Sometimes they could obtain pork, which made them feel quite

special. When visitors came over, they would hang up their bacon to show

off. It was a sign of wealth that a man could, bring home the bacon. They

would cut off a little to share with guests and would all sit around and

chew the fat..

Those with money had plates made of pewter. Food with high acid

content caused some of the lead to leach onto the food, causing lead

poisoning death. This happened most often with tomatoes, so for the next

400 years or so, tomatoes were considered poisonous.
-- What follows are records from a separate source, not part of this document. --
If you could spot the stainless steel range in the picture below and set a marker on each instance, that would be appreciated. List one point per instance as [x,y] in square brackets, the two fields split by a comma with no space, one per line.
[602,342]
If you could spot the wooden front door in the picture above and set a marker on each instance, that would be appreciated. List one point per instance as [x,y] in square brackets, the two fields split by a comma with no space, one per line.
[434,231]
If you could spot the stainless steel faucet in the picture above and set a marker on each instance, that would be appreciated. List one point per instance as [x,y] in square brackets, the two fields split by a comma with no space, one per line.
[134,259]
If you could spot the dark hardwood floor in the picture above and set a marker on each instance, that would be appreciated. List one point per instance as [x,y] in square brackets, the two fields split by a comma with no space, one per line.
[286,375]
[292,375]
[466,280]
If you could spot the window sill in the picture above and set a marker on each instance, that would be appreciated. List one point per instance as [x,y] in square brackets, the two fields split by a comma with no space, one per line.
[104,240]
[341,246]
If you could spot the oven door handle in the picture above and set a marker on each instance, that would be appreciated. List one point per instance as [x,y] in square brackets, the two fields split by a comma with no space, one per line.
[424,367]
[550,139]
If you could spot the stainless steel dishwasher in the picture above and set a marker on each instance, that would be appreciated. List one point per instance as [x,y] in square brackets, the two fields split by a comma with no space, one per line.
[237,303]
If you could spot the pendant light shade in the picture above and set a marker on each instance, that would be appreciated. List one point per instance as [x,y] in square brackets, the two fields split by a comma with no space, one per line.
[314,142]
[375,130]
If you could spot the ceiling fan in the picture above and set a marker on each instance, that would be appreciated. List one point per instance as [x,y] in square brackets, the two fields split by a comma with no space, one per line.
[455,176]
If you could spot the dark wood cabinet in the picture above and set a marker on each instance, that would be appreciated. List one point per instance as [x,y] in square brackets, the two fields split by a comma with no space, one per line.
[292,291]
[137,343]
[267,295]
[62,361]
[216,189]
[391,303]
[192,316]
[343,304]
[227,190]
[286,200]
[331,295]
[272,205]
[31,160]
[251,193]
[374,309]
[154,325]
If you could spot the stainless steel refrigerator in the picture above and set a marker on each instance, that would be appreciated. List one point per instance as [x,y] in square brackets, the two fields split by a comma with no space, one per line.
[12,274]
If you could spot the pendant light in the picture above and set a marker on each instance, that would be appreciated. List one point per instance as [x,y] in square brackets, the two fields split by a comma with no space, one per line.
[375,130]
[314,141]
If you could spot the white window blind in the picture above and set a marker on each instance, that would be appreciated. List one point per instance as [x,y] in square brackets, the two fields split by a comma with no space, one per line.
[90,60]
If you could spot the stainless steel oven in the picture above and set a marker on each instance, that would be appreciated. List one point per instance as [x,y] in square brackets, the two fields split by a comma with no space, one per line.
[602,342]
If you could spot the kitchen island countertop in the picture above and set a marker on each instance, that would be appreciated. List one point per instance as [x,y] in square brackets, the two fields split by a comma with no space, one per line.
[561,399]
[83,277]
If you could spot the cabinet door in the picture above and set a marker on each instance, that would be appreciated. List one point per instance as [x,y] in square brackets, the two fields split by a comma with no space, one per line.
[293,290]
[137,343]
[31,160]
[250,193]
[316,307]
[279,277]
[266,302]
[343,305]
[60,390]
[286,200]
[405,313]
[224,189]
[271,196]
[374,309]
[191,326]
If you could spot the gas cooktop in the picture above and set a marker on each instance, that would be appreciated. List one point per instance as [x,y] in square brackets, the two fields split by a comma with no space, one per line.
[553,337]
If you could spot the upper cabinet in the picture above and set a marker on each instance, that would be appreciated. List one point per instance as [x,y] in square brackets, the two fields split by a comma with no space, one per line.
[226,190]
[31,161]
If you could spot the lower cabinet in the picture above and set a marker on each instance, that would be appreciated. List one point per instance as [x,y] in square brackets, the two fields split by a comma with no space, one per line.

Bread was divided according to status. Workers got the burnt

bottom of the loaf, the family got the middle, and guests got the top, or

the upper crust.

Lead cups were used to drink ale or whisky. The combination would

sometimes knock the imbibers out for a couple of days. Someone walking

along the road would take them for dead and prepare them for burial. They

were laid out on the kitchen table for a couple of days and the family

would gather around and eat and drink and wait and see if they would wake

up. Hence the custom of holding a wake.

England is old and small and the local folks started running out

of places to bury people. So they would dig up coffins and would take the

bones to a bone-house, and reuse the grave. When reopening these coffins, 1

out of 25 coffins were found to have scratch marks on the inside and they

realized they had been burying people alive. So they would tie a string on

the wrist of the corpse, lead it through the coffin and up through the

ground and tie it to a bell. Someone would have to sit out in the graveyard

all night (the graveyard shift.) to listen for the bell; thus, someone

could be, saved by the bell or was considered a ...dead ringer..

And that's the truth...Now, whoever said History was boring ! ! !

Educate someone. Share these facts with a friend
sleepingbeauty
Posts: 52
Joined: Wed Sep 19, 2007 11:40 am

Life In The 1500's

Post by sleepingbeauty »

wow, thats really cool to know all of that stuff
Tan
Posts: 447
Joined: Thu Apr 28, 2005 6:31 pm

Life In The 1500's

Post by Tan »

I love it!

Did you have your bath this year? lol

raining cats & dogs, holding a wake,peas porridge hot,dead ringer, chew the fat...

It all makes sense now! Thank you doom!